Creating Electric Power From Light Using Gold Nanoparticles 77
cyberfringe writes "Professor of Materials Science Dawn Bonnell and colleagues at the University of Pennsylvania have discovered a way to turn optical radiation into electrical current that could lead to self-powering molecular circuits and efficient data storage. They create surface plasmons that ride the surface of gold nanoparticles on a glass substrate. Surface plasmons were found to increase the efficiency of current production by a factor of four to 20, and with many independent parameters to optimize, enhancement factors could reach into the thousands. 'If the efficiency of the system could be scaled up without any additional, unforeseen limitations, we could conceivably manufacture a 1A, 1V sample the diameter of a human hair and an inch long,' Prof. Bonnell explained. The academic paper was published in the current issue of ACS Nano. (Abstract available for free.) The significance? This may allow the creation of nano-sized circuits that can power themselves through sunlight (or another directed light source). Delivery of power to nanodevices is one of the big challenges in the field."

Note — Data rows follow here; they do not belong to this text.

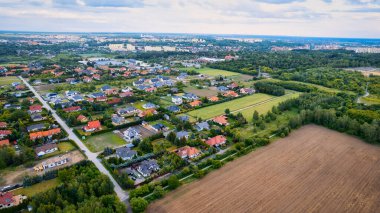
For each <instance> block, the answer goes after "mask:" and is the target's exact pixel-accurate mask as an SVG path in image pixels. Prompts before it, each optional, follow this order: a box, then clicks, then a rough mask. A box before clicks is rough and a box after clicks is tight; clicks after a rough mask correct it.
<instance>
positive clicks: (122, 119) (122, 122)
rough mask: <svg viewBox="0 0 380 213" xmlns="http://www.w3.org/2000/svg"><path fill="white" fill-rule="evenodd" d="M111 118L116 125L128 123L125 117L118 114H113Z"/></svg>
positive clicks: (112, 122) (115, 124) (112, 123)
mask: <svg viewBox="0 0 380 213" xmlns="http://www.w3.org/2000/svg"><path fill="white" fill-rule="evenodd" d="M111 120H112V124H113V125H114V126H119V125H122V124H125V123H126V120H125V118H124V117H121V116H118V115H116V114H114V115H112V117H111Z"/></svg>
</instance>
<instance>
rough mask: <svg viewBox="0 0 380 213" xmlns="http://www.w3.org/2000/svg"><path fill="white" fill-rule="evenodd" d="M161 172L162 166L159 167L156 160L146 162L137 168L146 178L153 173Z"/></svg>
mask: <svg viewBox="0 0 380 213" xmlns="http://www.w3.org/2000/svg"><path fill="white" fill-rule="evenodd" d="M159 170H160V166H158V164H157V162H156V161H155V160H145V161H143V162H141V164H140V165H139V166H138V167H137V171H138V172H139V173H140V174H142V176H144V177H149V176H150V175H151V174H152V173H154V172H158V171H159Z"/></svg>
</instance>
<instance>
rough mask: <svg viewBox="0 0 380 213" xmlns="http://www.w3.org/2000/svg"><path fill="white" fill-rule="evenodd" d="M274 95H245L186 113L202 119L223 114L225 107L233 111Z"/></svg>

"Self-powering" (Score:2, Insightful)
If they're powered by light then they aren't really "self-powered", are they?
Re:"Self-powering" (Score:4, Insightful)
Although it is misleading, I think they meant that the actual structure of the circuit (the leads that run between devices) could actually generate the power, as opposed to having a PV cell somewhere to generate it and then carry it to the load through conventional means. The thought that you can get a watt (1A @ 1V) from a one inch piece of this stuff is really stunning. Considering how many useful things can run on a watt or less, it seems like an absolutely trivial physical package for providing power, the comparable PV cell would be a thousand times larger/heavier, if not more.
Re:"Self-powering" (Score:4, Insightful)
They have their own on-board power generation. Ergo, self-powered.
Any other definition means that nothing was self-powered except possibly and extremely hypothetically the Big Bang.
Re:"Self-powering" (Score:3, Insightful)
Re:WOW! (Score:3, Insightful)
One watt from an inch-long and hair-thin area? How freaking intense would that light source have to be? Pretty hard to believe.
Twice as bright as the sun with 100% energy-conversion efficiency, as the solar constant is roughly half a watt per square inch.